Boston police said they turn to their computers to seek out and shut down illegal massage parlors and prostitution houses in Allston-Brighton, where a john is more likely to look for a trick on Craigslist than a corner.
Despite the new tool for setting up stings, police said they are no closer to identifying possible human trafficking victims in the area than they were three years ago, though 50 illegal operations have been shuttered since.
Boston Police Department District D-14 officers monitor Craigslist.org, a free classified ads site, for leads on unlicensed massage parlors and “erotic services” to determine whether prostitution rings run in Allston qualify as sex slavery.
According to D-14 crime logs, officers have arrested more than 100 individuals involved in illegal massage and prostitution houses through the program, begun in April 2005. Records show six prostitution and illegal massage parlor stings since Jan. 28 resulting in 10 arrests, one of which targeted a transsexual male.
Sgt. James Fong, a BPD detective, said Allston-Brighton differs from other neighborhoods because most prostitution advertisements take place inside apartments, houses and hotels — not on the streets.
In their first sweep, officers arrested three women, one of whom had been labeled the “Queen of Craigslist.” Fong said they have arrested woman as young as 15 and old as 63, with demographics as varied as college students, mothers, even a limo company owner who “did this on the side.”
“Some of the advertisers are getting smart and use locations [in or] near Brookline, Newton, Cambridge and surrounding communities instead of Allston or Brighton, due to all of the arrests being made,” Fong said in an email.
Most East Coast Asian masseuses come from or have ties to Flushing, N.Y., Fong said. They do not exclusively target Craigslist advertisers, and he said in one case, officers arrested a female prostitute who had 12 cell phones, nine of which were listed in individual advertisements in the Boston Phoenix adult classifieds.
Fong said many of the women police arrest speak very little English, have limited education and few other job opportunities. Their pimps tell them police officers are bad people who will deport them so they will never see their families again, making the women distrustful and afraid, he said.
“We have seen many of the girls, most of whom are older women and who maybe at one time probably had been victims of human trafficking but now have taken their jobs as a job with benefits,” he said. “This is the only type of job that they know.”
Sgt. Kelley O’Connell, a member of the BPD Human Trafficking Task Force, said one or two women stay at a location for no longer than a week before others replace them. Officers want to arrest apartment owners and Craigslist advertisers who orchestrate prostitution rings, so police interrogate the women to get information about who is behind the operation, she said.
“They’re participating in this life but won’t tell us why or how,” O’Connell said.
Police then get search warrants for specific places, between five and 10 days after they first visit the women, to recover anything in the apartments for more information, she said. In one of the cases this year, prostitutes lived in apartments leased under their own names.

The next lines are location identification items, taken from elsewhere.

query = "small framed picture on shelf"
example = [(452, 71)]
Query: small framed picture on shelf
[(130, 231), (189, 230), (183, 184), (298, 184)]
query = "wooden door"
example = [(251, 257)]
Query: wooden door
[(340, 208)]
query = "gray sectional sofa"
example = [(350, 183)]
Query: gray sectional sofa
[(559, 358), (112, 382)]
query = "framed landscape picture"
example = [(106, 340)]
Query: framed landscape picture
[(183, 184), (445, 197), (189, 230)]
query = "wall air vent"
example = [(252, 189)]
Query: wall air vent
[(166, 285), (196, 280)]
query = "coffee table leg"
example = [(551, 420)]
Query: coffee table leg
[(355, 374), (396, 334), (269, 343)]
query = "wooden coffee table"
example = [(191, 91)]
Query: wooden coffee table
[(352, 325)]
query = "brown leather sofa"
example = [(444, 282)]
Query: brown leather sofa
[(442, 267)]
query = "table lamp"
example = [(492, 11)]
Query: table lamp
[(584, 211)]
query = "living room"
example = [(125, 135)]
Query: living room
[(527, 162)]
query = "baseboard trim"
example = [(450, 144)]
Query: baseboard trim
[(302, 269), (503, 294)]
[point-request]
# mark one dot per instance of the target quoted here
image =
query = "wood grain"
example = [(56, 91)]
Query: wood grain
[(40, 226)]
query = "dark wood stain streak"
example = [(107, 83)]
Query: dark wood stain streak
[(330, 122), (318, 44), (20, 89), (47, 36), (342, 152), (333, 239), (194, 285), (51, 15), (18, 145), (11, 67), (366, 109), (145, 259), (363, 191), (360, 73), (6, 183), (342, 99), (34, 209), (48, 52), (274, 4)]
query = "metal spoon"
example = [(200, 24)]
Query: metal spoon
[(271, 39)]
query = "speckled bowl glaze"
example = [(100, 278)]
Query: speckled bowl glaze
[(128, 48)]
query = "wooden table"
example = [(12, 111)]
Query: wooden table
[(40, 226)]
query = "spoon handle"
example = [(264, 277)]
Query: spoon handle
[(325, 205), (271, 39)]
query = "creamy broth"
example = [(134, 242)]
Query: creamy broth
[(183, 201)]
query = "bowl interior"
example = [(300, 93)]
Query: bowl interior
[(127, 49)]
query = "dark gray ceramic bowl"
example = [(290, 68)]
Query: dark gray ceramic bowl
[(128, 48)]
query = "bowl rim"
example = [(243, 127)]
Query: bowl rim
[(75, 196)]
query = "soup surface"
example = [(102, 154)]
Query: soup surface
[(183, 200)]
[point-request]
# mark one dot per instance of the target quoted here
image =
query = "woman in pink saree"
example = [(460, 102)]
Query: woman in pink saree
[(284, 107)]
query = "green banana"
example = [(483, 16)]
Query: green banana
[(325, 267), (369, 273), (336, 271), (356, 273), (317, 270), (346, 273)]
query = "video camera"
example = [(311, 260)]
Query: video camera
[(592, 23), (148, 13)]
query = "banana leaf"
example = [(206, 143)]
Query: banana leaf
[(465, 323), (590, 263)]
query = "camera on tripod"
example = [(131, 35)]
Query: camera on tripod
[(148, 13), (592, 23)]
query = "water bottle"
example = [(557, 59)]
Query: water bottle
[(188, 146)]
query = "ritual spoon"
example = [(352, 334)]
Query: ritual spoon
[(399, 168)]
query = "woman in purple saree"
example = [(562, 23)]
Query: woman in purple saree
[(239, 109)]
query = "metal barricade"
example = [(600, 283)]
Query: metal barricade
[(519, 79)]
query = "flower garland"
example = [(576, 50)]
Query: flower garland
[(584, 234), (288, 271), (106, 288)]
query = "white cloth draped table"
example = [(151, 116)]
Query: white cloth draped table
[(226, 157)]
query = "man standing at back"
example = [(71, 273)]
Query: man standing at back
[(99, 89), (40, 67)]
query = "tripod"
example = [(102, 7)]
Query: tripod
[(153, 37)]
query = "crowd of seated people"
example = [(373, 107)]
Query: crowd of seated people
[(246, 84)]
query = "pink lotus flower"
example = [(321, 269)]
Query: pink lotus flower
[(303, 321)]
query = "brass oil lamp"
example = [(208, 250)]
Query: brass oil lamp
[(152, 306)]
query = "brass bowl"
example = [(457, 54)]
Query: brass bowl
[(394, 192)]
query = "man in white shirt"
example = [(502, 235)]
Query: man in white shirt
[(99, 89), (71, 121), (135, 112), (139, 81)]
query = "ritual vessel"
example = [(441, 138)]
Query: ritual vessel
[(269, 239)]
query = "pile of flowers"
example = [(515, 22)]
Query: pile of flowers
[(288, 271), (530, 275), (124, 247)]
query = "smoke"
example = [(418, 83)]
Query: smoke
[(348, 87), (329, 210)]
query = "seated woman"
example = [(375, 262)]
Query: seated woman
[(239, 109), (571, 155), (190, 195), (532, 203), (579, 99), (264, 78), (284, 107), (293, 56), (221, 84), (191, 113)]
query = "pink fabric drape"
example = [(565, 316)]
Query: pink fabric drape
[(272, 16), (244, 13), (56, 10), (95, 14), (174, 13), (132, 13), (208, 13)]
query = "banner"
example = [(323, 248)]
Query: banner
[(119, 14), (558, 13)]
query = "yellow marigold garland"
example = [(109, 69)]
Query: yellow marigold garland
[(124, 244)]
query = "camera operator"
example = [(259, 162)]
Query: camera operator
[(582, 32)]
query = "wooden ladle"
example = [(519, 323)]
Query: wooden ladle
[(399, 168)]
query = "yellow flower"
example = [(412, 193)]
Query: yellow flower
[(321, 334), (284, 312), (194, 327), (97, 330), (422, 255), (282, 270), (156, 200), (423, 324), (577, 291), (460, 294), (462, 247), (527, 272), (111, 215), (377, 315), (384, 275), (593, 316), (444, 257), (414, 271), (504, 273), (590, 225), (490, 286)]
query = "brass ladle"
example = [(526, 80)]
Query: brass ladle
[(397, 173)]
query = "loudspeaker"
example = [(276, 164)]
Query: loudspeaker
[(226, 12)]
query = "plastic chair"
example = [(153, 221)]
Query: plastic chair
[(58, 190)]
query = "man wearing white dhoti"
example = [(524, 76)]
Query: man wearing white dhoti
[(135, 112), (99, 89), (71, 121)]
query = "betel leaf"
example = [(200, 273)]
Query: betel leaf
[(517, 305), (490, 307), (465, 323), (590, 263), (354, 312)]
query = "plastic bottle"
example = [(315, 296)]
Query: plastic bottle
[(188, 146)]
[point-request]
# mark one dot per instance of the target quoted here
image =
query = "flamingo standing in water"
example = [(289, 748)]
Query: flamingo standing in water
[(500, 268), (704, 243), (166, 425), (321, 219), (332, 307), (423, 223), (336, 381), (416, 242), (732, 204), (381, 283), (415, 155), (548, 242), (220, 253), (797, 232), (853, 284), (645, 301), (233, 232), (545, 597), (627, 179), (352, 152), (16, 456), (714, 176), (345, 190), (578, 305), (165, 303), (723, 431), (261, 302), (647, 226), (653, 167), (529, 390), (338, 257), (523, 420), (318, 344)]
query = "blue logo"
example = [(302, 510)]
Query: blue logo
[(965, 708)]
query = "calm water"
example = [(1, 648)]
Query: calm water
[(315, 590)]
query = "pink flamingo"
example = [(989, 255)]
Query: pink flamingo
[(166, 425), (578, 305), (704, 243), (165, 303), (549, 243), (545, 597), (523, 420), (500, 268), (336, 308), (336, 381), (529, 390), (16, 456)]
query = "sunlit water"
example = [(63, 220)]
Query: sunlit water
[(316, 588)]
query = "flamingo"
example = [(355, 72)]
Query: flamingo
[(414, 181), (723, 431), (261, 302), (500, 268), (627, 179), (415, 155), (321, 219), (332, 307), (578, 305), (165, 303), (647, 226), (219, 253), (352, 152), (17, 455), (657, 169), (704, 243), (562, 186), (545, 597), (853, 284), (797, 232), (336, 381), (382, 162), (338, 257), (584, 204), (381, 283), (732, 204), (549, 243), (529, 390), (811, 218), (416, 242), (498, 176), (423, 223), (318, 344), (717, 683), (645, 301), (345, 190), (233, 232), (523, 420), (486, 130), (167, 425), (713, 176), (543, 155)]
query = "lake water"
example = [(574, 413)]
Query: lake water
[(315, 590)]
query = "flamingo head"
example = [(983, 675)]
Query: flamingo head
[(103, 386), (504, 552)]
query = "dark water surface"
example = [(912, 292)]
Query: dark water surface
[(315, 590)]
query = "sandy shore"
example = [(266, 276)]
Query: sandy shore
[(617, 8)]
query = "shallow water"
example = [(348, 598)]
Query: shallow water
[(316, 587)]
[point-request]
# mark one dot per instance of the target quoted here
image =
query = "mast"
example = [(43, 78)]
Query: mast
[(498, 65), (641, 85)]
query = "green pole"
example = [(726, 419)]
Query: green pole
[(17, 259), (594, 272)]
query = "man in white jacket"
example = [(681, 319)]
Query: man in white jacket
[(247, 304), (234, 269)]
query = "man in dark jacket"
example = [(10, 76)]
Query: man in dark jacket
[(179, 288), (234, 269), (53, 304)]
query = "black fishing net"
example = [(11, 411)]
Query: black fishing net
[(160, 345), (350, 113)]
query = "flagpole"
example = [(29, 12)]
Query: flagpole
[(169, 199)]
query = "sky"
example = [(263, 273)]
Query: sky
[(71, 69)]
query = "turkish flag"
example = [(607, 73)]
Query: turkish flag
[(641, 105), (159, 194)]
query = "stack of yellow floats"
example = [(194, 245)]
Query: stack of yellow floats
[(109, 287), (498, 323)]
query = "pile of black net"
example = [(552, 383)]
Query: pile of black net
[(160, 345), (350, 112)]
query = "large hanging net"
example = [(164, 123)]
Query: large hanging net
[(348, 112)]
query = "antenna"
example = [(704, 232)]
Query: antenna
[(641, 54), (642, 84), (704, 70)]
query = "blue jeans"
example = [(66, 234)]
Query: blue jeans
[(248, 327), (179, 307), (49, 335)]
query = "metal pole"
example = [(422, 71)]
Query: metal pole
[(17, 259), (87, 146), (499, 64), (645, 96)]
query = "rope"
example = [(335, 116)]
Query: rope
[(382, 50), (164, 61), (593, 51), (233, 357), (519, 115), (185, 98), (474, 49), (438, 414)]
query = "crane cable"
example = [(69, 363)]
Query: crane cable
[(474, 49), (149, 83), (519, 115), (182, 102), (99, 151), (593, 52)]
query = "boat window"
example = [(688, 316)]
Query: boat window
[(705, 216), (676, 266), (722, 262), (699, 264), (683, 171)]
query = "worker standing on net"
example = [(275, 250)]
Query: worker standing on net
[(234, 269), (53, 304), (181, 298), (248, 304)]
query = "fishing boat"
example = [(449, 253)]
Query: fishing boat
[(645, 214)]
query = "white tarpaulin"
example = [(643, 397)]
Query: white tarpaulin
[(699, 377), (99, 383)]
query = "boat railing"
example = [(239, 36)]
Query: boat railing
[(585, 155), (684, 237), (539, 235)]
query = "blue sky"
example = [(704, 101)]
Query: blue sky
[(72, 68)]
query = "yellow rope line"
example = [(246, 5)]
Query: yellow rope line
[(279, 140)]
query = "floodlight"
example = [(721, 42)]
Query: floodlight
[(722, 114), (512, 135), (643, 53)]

So far, police have given some women probation but no jail time. The operation deals on the lower end of the industry, O’Connell said. The women are charged but some do not show up in court.
“They typically don’t have status so they’re gone,” she said, adding that those with citizenship status who appear in court are not usually willing to talk.
Boston University sociology professor Peter Yeager said working on the lower level is often the only option local law enforcement has.
“Police can’t connect the dots if people won’t testify,” he said.
Yeager compared prostitution rings to other crime groups that make it hard to nab the head honcho — organized crime and drug dealing.
“Everything is set up to protect the boss,” he said. “Drug dealers use kids to make deliveries — the kids probably don’t even know the name of the boss.”
Those who police catch often get less punishment than the boss would, Yeager said.
Because victims can easily be roped back into the business, Yeager said the police could use green cards or citizenship as bargaining chips for foreign women who may be scared to cooperate with law enforcement.
“We can say, ‘You’re in a trap and we’ll help you get out of that trap,'” he said.
Fong said he does not want to see citizenship offered in exchange for human trafficking information – at best, he would consider temporary legal status for the duration of process.
“As with anything it can be and will be abused,” he said.